Re: limit in subquery causes poor selectivity estimation

Lists: pgsql-hackers
From: Peter Eisentraut <peter_e(at)gmx(dot)net>
To: pgsql-hackers <pgsql-hackers(at)postgresql(dot)org>
Subject: limit in subquery causes poor selectivity estimation
Date: 2011-08-27 11:33:27
Message-ID: 1314444807.2349.10.camel@vanquo.pezone.net
Views: Raw Message | Whole Thread | Download mbox | Resend email
Lists: pgsql-hackers

This is an artificial test case shrunk down from a much larger real
query.

CREATE TABLE test1 (
sha1 bytea PRIMARY KEY,
something text
);

CREATE TABLE test2 (
sha1 bytea PRIMARY KEY,
blah text
);

Fill those with 1000 random rows each, e.g.,

for i in $(seq 1 1000); do sha1=$(echo $i | sha1sum | cut -f1 -d' '); psql -d test -c "INSERT INTO test1 VALUES (decode('$sha1','hex'), 'blah$i$i')"; done
for i in $(seq 500 1500); do sha1=$(echo $i | sha1sum | cut -f1 -d' '); psql -d test -c "INSERT INTO test2 VALUES (decode('$sha1','hex'), 'foo$i')"; done

(Doesn't really matter whether the key values are the same or
overlapping or not. Just to make it interesting.)

ANALYZE;

EXPLAIN SELECT * FROM test1 WHERE sha1 in (SELECT sha1 FROM test2);
QUERY PLAN
----------------------------------------------------------------------
Hash Semi Join (cost=30.52..61.27 rows=1000 width=27)
Hash Cond: (test1.sha1 = test2.sha1)
-> Seq Scan on test1 (cost=0.00..17.00 rows=1000 width=27)
-> Hash (cost=18.01..18.01 rows=1001 width=21)
-> Seq Scan on test2 (cost=0.00..18.01 rows=1001 width=21)

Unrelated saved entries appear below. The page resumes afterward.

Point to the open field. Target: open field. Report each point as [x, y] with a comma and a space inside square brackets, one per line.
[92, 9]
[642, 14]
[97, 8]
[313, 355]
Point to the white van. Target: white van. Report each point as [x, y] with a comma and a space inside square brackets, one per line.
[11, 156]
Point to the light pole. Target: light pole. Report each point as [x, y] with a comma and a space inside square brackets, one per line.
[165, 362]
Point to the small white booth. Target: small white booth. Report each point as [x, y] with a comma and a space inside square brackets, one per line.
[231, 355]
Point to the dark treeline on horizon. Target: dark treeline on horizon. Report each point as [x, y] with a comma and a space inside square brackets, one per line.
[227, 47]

That's OK. Apparently it can tell that joining two tables on their
primary keys cannot result in more rows than the smaller table. (Or
can it?)

EXPLAIN SELECT * FROM test1 WHERE sha1 in (SELECT sha1 FROM test2 LIMIT 200);
QUERY PLAN
----------------------------------------------------------------------------------
Hash Join (cost=10.60..33.35 rows=500 width=27)
Hash Cond: (test1.sha1 = test2.sha1)
-> Seq Scan on test1 (cost=0.00..17.00 rows=1000 width=27)
-> Hash (cost=8.10..8.10 rows=200 width=32)
-> HashAggregate (cost=6.10..8.10 rows=200 width=32)
-> Limit (cost=0.00..3.60 rows=200 width=21)
-> Seq Scan on test2 (cost=0.00..18.01 rows=1001 width=21)

Here, however, it has apparently not passed this knowledge through the
LIMIT.

The problem is that in the real query, instead of the 500 up there it
estimates about 30 million (which might be a reasonable estimate for a
join between two unkeyed columns), when it should in fact be 200.
(And again, this is part of a larger query, which is then completely
messed up because of this misestimation.)

So what's up with that? Just a case of, we haven't thought about
covering this case yet, or are there larger problems?


From: Tom Lane <tgl(at)sss(dot)pgh(dot)pa(dot)us>
To: Peter Eisentraut <peter_e(at)gmx(dot)net>
Cc: pgsql-hackers <pgsql-hackers(at)postgresql(dot)org>
Subject: Re: limit in subquery causes poor selectivity estimation
Date: 2011-08-27 17:32:54
Message-ID: 2651.1314466374@sss.pgh.pa.us
Views: Raw Message | Whole Thread | Download mbox | Resend email
Lists: pgsql-hackers

Peter Eisentraut <peter_e(at)gmx(dot)net> writes:
> EXPLAIN SELECT * FROM test1 WHERE sha1 in (SELECT sha1 FROM test2);
> QUERY PLAN
> ----------------------------------------------------------------------
> Hash Semi Join (cost=30.52..61.27 rows=1000 width=27)
> Hash Cond: (test1.sha1 = test2.sha1)
> -> Seq Scan on test1 (cost=0.00..17.00 rows=1000 width=27)
> -> Hash (cost=18.01..18.01 rows=1001 width=21)
> -> Seq Scan on test2 (cost=0.00..18.01 rows=1001 width=21)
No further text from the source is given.